Unsent letter

Olá, você.

É, você mesmo, aquele que me fazia sentir aquilo tudo, mar de sentimentos, verde, whiskey, Pink Floyd, Damien Rice. Vira e mexe me lembro de você e mais aquilo tudo que era e não foi. Mas não importa, o que importa é tudo aquilo que senti. Aquilo sim foi real. E sabe, esses dias lembrei de você. Lembrei com carinho, aquele carinho que esquenta o peito, que não dói, só traz saudade gostosa. Pensei que fosse ter muitas coisas a dizer quando resolvi que escreveria mais um texto pra você. Mas aí lembrei que escrevê-lo aqui talvez não faça tanto sentido, até porque essa é só mais uma das várias cartas que já pensei em te enviar. Agora você já não é mais aquilo tudo que senti, sua vida se movimentou para outros ares, a minha se movimentou e desaguou em outros mares. Sabe, acho que alguns amores nunca deixam de ser amor, eles só passam a ter outro significado e lugar aqui dentro. O seu lugar sempre estará aqui, não para um reencontro, ou última tentativa de viver aquilo que não foi, apenas porque pra mim amores não são substituíveis, eles apenas são.

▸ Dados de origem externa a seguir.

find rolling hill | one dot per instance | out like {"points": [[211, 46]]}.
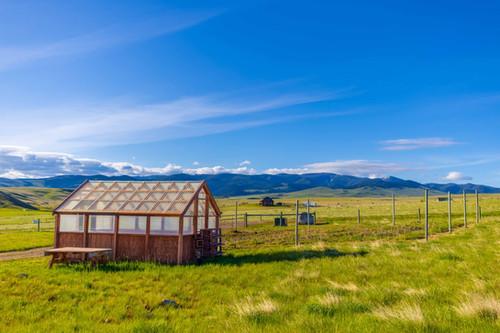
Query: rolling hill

Não vou dizer que nunca imagino um reencontro, ou como seria te ver de novo depois de tantos anos. Imagino sim. E o cenário é alguma dessas praias fluminenses lindas, com um belo fim de tarde após um dia ensolarado pintado acima de nós. Sim, ensolarado, eu sei que você gosta de dias chuvosos, mas eu nem tanto, então me deixe que o cenário é meu. Imagino um céu pintado de um laranja-quase-vermelho, enquanto conversamos distraidamente sobre a vida sentados na areia. Você me conta tudo o que se passou nesses últimos anos e tudo o que quero é te abraçar. Te abraçar até que você sinta toda minha gratidão por ter me acordado e me mostrado que eu era capaz de sentir coisas tão lindas por alguém. You saved me the day you came alive. Mesmo com toda sua descrença no amor e em sentimentos daquela época, foi você que me fez sentir de novo. E meu único arrependimento é nunca ter te dito isso. Me desculpe pela falta de coragem, inclusive naquele dia em que você me perguntou quem era o alvo de meus sentimentos e menti dizendo que era outro, porque eu não queria te dizer nada daquilo através de uma tela de computador. Ainda assim aqui estou, escrevendo tudo através de uma tela de computador.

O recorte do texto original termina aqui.